February 22nd, 2006 at 12:07 pm
JLP,
This sounds like a “non-conventional” or Home Equity type loan. I say this because all
conventional loans have payments that fall due on the first with 15 days grace periods. The
Fannie Mae and Freddie Mac mortgage loans also use a “standard note” with all the same terms so
that when they are bundled on Wall Street the ultimate investor knows the terms.
The only way to answer this gentlemans question is to read a copy of his Mortgage Note. In
that document it will specify how payments are to be received and applied. Some lenders use a
360 calendar to calculate payments as well.
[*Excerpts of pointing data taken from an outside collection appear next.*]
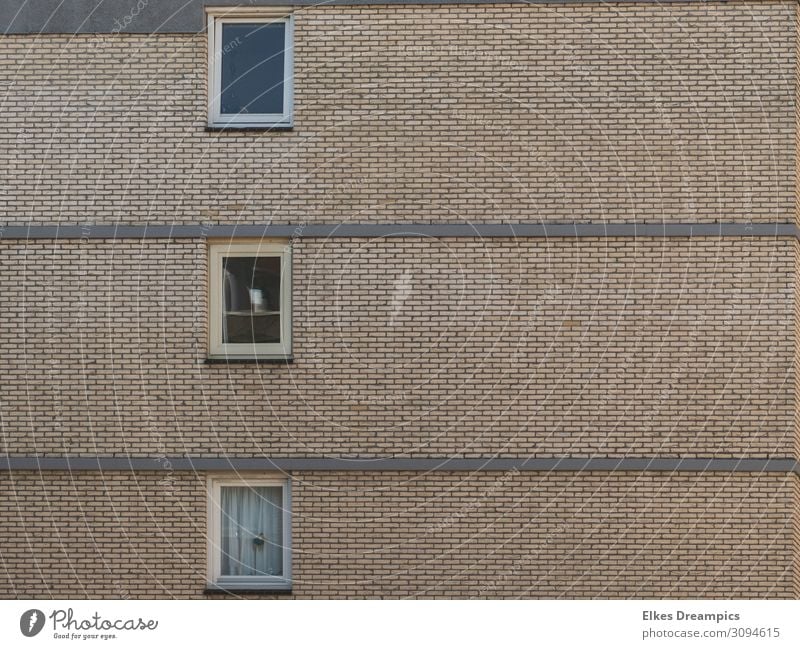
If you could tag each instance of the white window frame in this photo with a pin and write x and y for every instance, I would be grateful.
(227, 582)
(218, 348)
(217, 17)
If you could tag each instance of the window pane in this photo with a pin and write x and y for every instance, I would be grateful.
(252, 531)
(252, 67)
(251, 288)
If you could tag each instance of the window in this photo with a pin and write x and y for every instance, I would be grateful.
(250, 535)
(250, 69)
(250, 300)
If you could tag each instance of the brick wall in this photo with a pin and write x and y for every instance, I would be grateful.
(618, 112)
(409, 535)
(409, 346)
(416, 347)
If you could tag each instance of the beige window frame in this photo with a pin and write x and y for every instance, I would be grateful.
(218, 348)
(214, 576)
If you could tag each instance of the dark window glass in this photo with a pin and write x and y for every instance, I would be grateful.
(252, 67)
(251, 288)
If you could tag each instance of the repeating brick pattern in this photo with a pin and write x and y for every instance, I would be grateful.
(620, 112)
(409, 535)
(409, 346)
(413, 346)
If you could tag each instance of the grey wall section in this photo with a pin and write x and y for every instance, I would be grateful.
(151, 16)
(401, 230)
(573, 464)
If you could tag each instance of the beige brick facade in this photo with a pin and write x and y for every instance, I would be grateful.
(416, 347)
(501, 346)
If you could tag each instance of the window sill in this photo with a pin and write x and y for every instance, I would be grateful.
(213, 128)
(277, 589)
(252, 360)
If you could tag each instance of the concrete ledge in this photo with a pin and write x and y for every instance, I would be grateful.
(569, 464)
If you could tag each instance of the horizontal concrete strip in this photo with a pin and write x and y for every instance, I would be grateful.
(571, 464)
(370, 230)
(179, 16)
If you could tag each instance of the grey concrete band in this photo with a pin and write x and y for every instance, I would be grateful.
(569, 464)
(371, 230)
(179, 16)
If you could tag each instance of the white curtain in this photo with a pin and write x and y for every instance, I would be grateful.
(252, 531)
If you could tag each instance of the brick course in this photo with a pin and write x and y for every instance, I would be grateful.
(410, 346)
(401, 534)
(620, 112)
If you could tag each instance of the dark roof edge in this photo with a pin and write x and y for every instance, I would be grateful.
(18, 17)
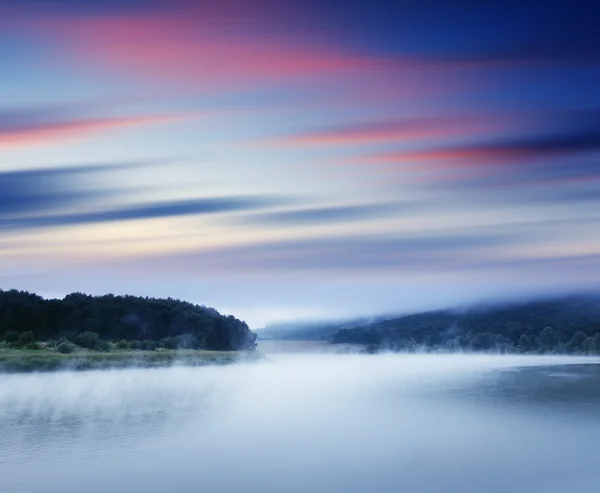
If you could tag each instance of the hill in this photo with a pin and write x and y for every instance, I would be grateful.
(565, 325)
(127, 322)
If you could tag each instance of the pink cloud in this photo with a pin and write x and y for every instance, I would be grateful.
(54, 132)
(406, 130)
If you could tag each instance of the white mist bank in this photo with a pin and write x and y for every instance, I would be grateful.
(305, 423)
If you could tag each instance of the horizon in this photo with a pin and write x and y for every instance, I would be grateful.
(301, 160)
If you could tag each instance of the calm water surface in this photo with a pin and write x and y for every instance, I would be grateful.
(308, 423)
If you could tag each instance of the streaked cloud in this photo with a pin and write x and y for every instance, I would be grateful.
(156, 210)
(28, 129)
(328, 215)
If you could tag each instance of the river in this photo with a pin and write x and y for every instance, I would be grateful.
(308, 423)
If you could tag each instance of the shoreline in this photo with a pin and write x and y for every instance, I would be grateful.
(43, 361)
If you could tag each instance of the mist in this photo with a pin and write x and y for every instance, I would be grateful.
(307, 422)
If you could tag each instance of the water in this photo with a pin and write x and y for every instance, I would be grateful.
(308, 423)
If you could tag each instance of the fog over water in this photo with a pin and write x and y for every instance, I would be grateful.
(308, 423)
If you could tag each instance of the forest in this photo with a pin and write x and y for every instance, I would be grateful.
(568, 325)
(107, 322)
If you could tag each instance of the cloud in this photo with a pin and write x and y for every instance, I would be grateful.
(36, 190)
(154, 210)
(30, 128)
(342, 254)
(327, 215)
(369, 133)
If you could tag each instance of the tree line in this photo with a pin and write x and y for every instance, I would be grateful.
(124, 322)
(560, 326)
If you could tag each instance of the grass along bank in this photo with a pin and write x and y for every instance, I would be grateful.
(43, 360)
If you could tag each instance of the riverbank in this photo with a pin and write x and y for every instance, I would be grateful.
(24, 361)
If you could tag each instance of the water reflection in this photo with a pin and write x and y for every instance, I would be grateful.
(308, 423)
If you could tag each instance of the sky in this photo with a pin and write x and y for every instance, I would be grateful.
(295, 159)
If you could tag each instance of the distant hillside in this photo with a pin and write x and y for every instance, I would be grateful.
(308, 331)
(138, 323)
(566, 325)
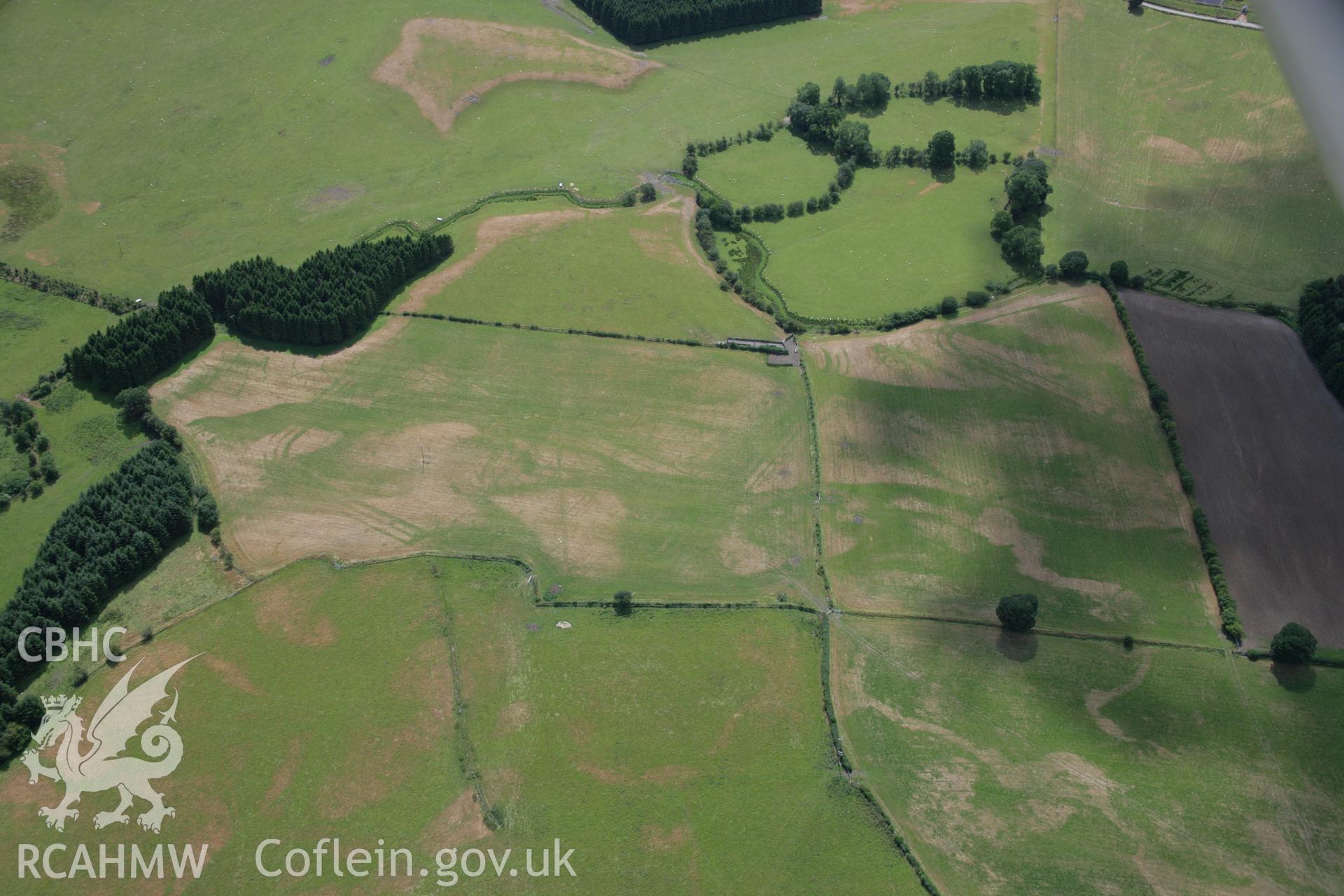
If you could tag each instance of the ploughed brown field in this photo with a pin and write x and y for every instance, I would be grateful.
(1262, 437)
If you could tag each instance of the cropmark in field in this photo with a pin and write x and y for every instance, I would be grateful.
(1183, 150)
(425, 704)
(1023, 764)
(608, 464)
(1011, 450)
(619, 270)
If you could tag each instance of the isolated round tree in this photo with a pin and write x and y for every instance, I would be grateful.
(1000, 223)
(1294, 644)
(1120, 273)
(1073, 265)
(1018, 612)
(942, 150)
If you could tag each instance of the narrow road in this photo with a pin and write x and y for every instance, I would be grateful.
(1195, 15)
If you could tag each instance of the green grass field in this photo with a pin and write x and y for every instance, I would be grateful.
(899, 239)
(192, 174)
(1183, 150)
(686, 750)
(1057, 766)
(1011, 450)
(36, 331)
(326, 701)
(608, 464)
(615, 270)
(86, 435)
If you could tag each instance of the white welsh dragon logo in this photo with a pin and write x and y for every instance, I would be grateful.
(102, 766)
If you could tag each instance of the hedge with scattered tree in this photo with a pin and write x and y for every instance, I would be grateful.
(66, 289)
(1320, 317)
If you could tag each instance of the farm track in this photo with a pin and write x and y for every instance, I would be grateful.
(831, 615)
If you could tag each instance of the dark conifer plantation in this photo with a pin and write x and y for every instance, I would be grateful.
(650, 20)
(115, 531)
(328, 298)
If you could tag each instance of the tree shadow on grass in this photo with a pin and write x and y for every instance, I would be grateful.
(1019, 647)
(996, 106)
(307, 351)
(1294, 676)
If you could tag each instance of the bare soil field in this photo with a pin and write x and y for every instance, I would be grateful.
(1262, 438)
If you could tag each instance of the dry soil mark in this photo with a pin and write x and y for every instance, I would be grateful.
(1097, 700)
(540, 54)
(1028, 551)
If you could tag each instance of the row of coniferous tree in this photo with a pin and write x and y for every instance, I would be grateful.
(650, 20)
(1320, 317)
(112, 532)
(328, 298)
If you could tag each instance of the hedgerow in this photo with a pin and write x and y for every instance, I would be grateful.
(1320, 318)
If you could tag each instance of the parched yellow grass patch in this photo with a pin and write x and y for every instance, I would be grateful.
(448, 65)
(605, 464)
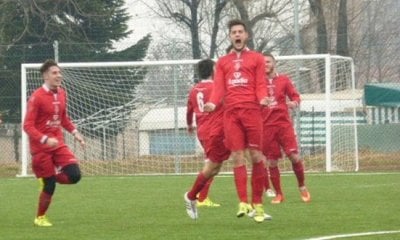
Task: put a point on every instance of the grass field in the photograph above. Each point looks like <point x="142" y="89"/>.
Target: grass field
<point x="151" y="207"/>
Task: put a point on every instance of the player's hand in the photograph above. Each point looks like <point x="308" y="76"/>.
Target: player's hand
<point x="266" y="101"/>
<point x="292" y="104"/>
<point x="190" y="129"/>
<point x="78" y="137"/>
<point x="52" y="142"/>
<point x="209" y="107"/>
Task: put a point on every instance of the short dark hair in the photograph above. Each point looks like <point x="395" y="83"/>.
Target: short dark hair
<point x="47" y="64"/>
<point x="235" y="22"/>
<point x="267" y="54"/>
<point x="229" y="49"/>
<point x="205" y="68"/>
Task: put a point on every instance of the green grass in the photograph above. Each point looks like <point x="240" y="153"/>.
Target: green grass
<point x="151" y="207"/>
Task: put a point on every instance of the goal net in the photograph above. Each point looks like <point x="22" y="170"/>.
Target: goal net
<point x="133" y="114"/>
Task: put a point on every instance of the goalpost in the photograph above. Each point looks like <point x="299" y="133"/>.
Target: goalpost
<point x="133" y="114"/>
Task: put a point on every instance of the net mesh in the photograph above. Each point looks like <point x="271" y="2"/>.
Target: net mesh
<point x="133" y="115"/>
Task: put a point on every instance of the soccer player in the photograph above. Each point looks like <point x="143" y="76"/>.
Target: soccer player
<point x="278" y="129"/>
<point x="211" y="134"/>
<point x="52" y="160"/>
<point x="240" y="83"/>
<point x="197" y="95"/>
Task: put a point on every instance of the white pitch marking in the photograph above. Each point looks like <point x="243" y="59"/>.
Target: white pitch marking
<point x="353" y="235"/>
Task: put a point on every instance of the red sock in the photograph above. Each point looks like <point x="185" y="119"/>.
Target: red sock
<point x="204" y="192"/>
<point x="200" y="182"/>
<point x="62" y="178"/>
<point x="240" y="175"/>
<point x="276" y="179"/>
<point x="258" y="182"/>
<point x="44" y="203"/>
<point x="298" y="169"/>
<point x="266" y="182"/>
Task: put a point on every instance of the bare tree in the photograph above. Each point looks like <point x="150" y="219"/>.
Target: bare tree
<point x="322" y="34"/>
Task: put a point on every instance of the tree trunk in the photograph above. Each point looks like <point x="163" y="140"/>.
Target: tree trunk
<point x="194" y="29"/>
<point x="322" y="36"/>
<point x="219" y="5"/>
<point x="244" y="15"/>
<point x="342" y="36"/>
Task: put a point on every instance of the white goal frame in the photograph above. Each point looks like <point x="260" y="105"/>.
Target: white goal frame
<point x="327" y="98"/>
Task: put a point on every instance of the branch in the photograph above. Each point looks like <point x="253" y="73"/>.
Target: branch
<point x="261" y="16"/>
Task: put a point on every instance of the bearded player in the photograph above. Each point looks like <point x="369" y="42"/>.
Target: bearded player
<point x="278" y="129"/>
<point x="52" y="160"/>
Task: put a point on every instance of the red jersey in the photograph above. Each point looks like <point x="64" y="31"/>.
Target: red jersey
<point x="45" y="117"/>
<point x="198" y="96"/>
<point x="240" y="80"/>
<point x="280" y="88"/>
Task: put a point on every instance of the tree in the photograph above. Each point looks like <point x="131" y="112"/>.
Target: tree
<point x="322" y="34"/>
<point x="86" y="31"/>
<point x="342" y="46"/>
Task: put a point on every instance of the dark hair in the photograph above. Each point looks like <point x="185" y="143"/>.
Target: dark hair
<point x="235" y="22"/>
<point x="229" y="49"/>
<point x="205" y="68"/>
<point x="47" y="64"/>
<point x="267" y="54"/>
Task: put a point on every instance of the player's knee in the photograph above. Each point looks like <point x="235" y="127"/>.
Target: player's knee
<point x="73" y="172"/>
<point x="49" y="185"/>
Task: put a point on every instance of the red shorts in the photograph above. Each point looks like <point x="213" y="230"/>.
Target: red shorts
<point x="214" y="146"/>
<point x="243" y="129"/>
<point x="277" y="138"/>
<point x="46" y="163"/>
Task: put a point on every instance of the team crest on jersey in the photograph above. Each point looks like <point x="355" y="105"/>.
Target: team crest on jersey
<point x="237" y="74"/>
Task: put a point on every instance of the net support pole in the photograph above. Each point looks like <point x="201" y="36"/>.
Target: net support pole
<point x="24" y="137"/>
<point x="328" y="128"/>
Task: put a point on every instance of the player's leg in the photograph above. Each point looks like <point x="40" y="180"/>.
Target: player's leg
<point x="272" y="151"/>
<point x="275" y="177"/>
<point x="252" y="121"/>
<point x="267" y="186"/>
<point x="43" y="168"/>
<point x="298" y="169"/>
<point x="235" y="141"/>
<point x="70" y="172"/>
<point x="210" y="170"/>
<point x="290" y="146"/>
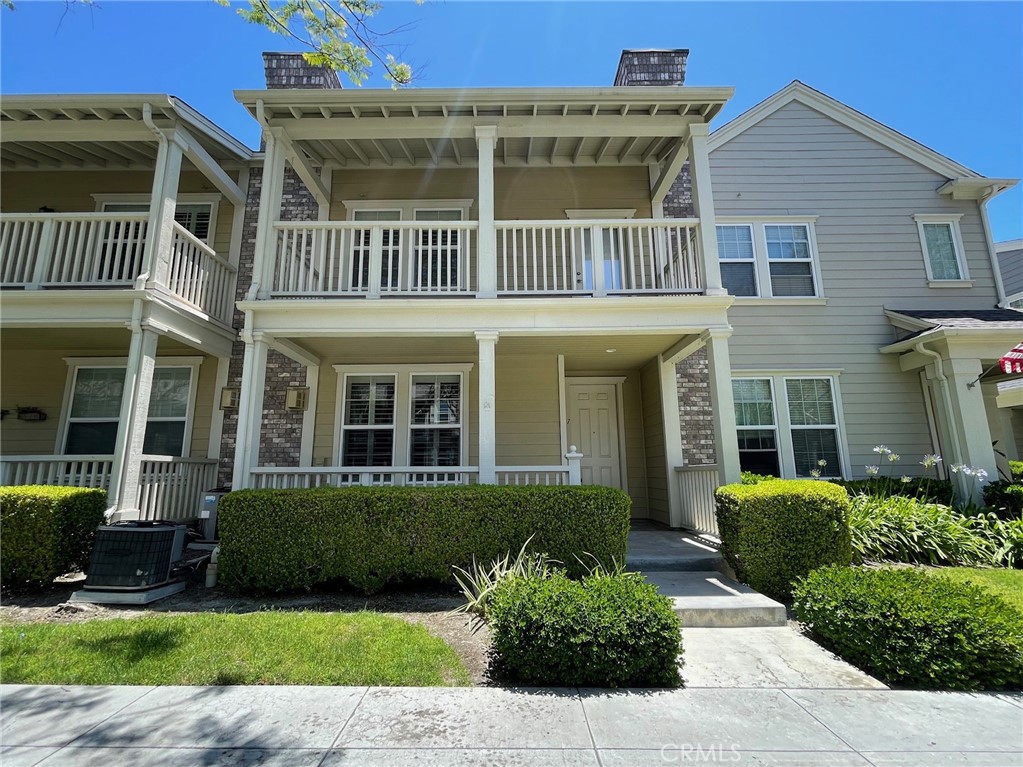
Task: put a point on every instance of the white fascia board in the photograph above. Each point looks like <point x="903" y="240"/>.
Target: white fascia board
<point x="797" y="91"/>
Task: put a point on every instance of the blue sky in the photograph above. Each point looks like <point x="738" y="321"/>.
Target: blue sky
<point x="948" y="75"/>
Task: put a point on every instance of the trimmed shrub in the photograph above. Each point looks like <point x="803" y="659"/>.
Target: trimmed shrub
<point x="919" y="488"/>
<point x="47" y="531"/>
<point x="603" y="631"/>
<point x="280" y="540"/>
<point x="908" y="629"/>
<point x="1005" y="499"/>
<point x="777" y="531"/>
<point x="905" y="530"/>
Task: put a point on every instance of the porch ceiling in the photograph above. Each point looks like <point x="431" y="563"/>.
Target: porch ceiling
<point x="582" y="353"/>
<point x="552" y="127"/>
<point x="100" y="132"/>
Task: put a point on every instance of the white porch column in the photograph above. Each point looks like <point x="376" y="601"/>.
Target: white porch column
<point x="486" y="249"/>
<point x="130" y="439"/>
<point x="160" y="233"/>
<point x="672" y="438"/>
<point x="250" y="412"/>
<point x="269" y="212"/>
<point x="723" y="406"/>
<point x="970" y="422"/>
<point x="703" y="204"/>
<point x="488" y="429"/>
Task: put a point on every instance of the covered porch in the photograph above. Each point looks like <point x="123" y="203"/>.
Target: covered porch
<point x="491" y="406"/>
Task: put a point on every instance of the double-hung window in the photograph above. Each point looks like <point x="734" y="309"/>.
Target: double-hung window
<point x="91" y="423"/>
<point x="788" y="425"/>
<point x="774" y="258"/>
<point x="942" y="245"/>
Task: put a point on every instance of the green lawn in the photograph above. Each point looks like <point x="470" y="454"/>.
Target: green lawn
<point x="1006" y="583"/>
<point x="275" y="647"/>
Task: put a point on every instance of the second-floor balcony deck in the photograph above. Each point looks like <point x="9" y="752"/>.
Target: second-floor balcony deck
<point x="49" y="251"/>
<point x="398" y="259"/>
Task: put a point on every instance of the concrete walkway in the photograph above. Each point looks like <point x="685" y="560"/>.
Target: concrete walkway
<point x="185" y="726"/>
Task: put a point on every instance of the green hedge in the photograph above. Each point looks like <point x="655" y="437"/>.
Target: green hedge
<point x="909" y="629"/>
<point x="1005" y="499"/>
<point x="776" y="531"/>
<point x="280" y="540"/>
<point x="46" y="531"/>
<point x="603" y="631"/>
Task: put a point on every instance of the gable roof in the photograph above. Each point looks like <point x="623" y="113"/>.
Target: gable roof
<point x="797" y="91"/>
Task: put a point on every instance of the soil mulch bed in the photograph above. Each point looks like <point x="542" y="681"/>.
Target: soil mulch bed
<point x="429" y="606"/>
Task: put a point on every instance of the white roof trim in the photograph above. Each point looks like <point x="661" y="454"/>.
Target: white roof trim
<point x="797" y="91"/>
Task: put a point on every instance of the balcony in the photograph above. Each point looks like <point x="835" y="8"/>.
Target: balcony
<point x="531" y="259"/>
<point x="91" y="251"/>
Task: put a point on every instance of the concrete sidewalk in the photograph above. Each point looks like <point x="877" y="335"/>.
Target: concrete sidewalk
<point x="185" y="726"/>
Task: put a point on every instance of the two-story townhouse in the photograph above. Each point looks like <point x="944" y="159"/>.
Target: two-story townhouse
<point x="120" y="238"/>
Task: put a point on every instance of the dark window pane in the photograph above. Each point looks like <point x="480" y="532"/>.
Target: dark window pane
<point x="367" y="447"/>
<point x="91" y="439"/>
<point x="164" y="438"/>
<point x="440" y="447"/>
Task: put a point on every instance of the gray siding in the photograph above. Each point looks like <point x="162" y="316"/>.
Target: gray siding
<point x="798" y="162"/>
<point x="1011" y="266"/>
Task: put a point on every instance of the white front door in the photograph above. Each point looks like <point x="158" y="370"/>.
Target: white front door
<point x="592" y="414"/>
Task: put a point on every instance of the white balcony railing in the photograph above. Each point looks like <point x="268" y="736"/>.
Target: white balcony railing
<point x="599" y="258"/>
<point x="170" y="488"/>
<point x="698" y="484"/>
<point x="199" y="276"/>
<point x="101" y="250"/>
<point x="339" y="258"/>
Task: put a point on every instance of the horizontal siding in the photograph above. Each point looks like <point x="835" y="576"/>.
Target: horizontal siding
<point x="798" y="162"/>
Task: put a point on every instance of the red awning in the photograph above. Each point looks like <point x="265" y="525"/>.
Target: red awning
<point x="1012" y="362"/>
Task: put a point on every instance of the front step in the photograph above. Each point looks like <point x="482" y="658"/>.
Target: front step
<point x="670" y="551"/>
<point x="709" y="599"/>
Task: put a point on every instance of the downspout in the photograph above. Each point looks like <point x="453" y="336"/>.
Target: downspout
<point x="946" y="396"/>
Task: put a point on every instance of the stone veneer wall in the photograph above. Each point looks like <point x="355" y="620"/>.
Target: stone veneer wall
<point x="667" y="68"/>
<point x="281" y="429"/>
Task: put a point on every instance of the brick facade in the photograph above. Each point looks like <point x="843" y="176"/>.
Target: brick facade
<point x="667" y="68"/>
<point x="281" y="429"/>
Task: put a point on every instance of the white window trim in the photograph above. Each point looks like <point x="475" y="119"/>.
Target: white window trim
<point x="407" y="208"/>
<point x="762" y="263"/>
<point x="75" y="363"/>
<point x="102" y="199"/>
<point x="779" y="379"/>
<point x="403" y="414"/>
<point x="951" y="220"/>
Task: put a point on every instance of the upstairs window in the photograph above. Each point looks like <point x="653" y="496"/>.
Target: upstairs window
<point x="768" y="259"/>
<point x="942" y="245"/>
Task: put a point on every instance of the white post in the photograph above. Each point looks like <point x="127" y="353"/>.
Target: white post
<point x="127" y="465"/>
<point x="970" y="417"/>
<point x="703" y="205"/>
<point x="574" y="457"/>
<point x="672" y="438"/>
<point x="487" y="341"/>
<point x="250" y="412"/>
<point x="486" y="250"/>
<point x="160" y="232"/>
<point x="269" y="212"/>
<point x="723" y="406"/>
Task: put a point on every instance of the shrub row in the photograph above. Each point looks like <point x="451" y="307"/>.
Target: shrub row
<point x="776" y="531"/>
<point x="909" y="629"/>
<point x="46" y="531"/>
<point x="280" y="540"/>
<point x="603" y="631"/>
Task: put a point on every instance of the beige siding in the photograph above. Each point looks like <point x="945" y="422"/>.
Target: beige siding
<point x="657" y="475"/>
<point x="520" y="193"/>
<point x="71" y="191"/>
<point x="45" y="386"/>
<point x="798" y="162"/>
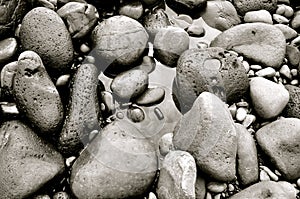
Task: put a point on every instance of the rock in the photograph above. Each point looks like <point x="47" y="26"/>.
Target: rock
<point x="119" y="42"/>
<point x="281" y="147"/>
<point x="151" y="96"/>
<point x="258" y="16"/>
<point x="221" y="15"/>
<point x="292" y="109"/>
<point x="177" y="176"/>
<point x="268" y="98"/>
<point x="267" y="189"/>
<point x="82" y="116"/>
<point x="80" y="18"/>
<point x="243" y="6"/>
<point x="259" y="42"/>
<point x="121" y="164"/>
<point x="247" y="161"/>
<point x="187" y="7"/>
<point x="45" y="33"/>
<point x="288" y="32"/>
<point x="168" y="52"/>
<point x="207" y="132"/>
<point x="130" y="84"/>
<point x="35" y="94"/>
<point x="211" y="69"/>
<point x="293" y="55"/>
<point x="8" y="48"/>
<point x="27" y="162"/>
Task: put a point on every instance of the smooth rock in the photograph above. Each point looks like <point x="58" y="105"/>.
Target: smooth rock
<point x="119" y="163"/>
<point x="80" y="18"/>
<point x="243" y="6"/>
<point x="259" y="42"/>
<point x="82" y="116"/>
<point x="281" y="147"/>
<point x="177" y="176"/>
<point x="8" y="48"/>
<point x="44" y="32"/>
<point x="211" y="69"/>
<point x="27" y="162"/>
<point x="267" y="189"/>
<point x="292" y="109"/>
<point x="288" y="32"/>
<point x="35" y="94"/>
<point x="221" y="15"/>
<point x="268" y="98"/>
<point x="130" y="84"/>
<point x="119" y="42"/>
<point x="258" y="16"/>
<point x="207" y="131"/>
<point x="151" y="96"/>
<point x="247" y="161"/>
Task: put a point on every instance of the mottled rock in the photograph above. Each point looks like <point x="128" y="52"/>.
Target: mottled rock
<point x="220" y="15"/>
<point x="35" y="94"/>
<point x="119" y="42"/>
<point x="243" y="6"/>
<point x="211" y="69"/>
<point x="45" y="33"/>
<point x="247" y="161"/>
<point x="27" y="162"/>
<point x="177" y="176"/>
<point x="282" y="147"/>
<point x="83" y="111"/>
<point x="168" y="52"/>
<point x="130" y="84"/>
<point x="268" y="98"/>
<point x="207" y="131"/>
<point x="119" y="163"/>
<point x="259" y="42"/>
<point x="267" y="189"/>
<point x="80" y="18"/>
It is possible that there is some mistake here, but without reading the Note it is impossible to
answer his question.
February 23rd, 2006 at 9:13 am
It sounds fishy to me…
This 2nd mortgage is structured very much like my 2nd mortgage. I pay on the 19th of the month, because my home was purchased on the 19th of the month and I didn’t pay any interest at closing. I’m under the impression it’s pretty common with second mortgages.
As far as the “daily interest” they are talking referring to, that will be paid in the next payment, i.e. the March 11th payment includes the interest from February 12th through March 11th. Assuming no late fees, the person might be responsible for the interest on the unpaid principal of appr. $50 for the two days, which amounts to a couple of cents.
One thing I noticed that is different about my first and second mortgage is that my second mortgage has the interest calculated on a daily basis, so even though my payments don’t change month to month, payments where the payment is 31 days apart has a higher interest component. My first mortgage is the same every month, so that it’s calculated on a monthly basis, not daily. But that shouldn’t be a big factor here, because both payments appeared to cover 31 days.
February 23rd, 2006 at 4:22 pm
Mortgage Question from Reader
I received this email yesterday and wanted to share it with you, my readers and other bloggers, to see if you have run across anything like this before. Here’s the email: I have been reading your blog for several months…
March 30th, 2006 at 6:59 pm
It sounds like to me you that your second mortgage is a HELOC. That is a Home Equity Line of Credit. The payment on a line of credit is intrest only. It is simple intrest though, not compounded like in your first mortgage.
The way the payment is calculated follows:
On the given day the interest is calculated on the current balance of the line of credit. So if its 50,000.00 and the interest is 10% that would be $5,000.00 in annual interest. They divide that by 12 to get your monthly payment.
You can lower your payment on your line a credit by paying extra. Some people acutally even use this as a checking account. You can post your depostits to it, thus lowering your balance (hopefully around the time they calculate the payment) thus lowering your payment.
I assume you did this to avoid paying PMI (mortgage insurance) At the point you want to refinance you may want to find a lender that will not charge the PMI. You might have to pay a little higher intrest rate but you would get ride of the MI. (I think MI is a huge rip off!!!)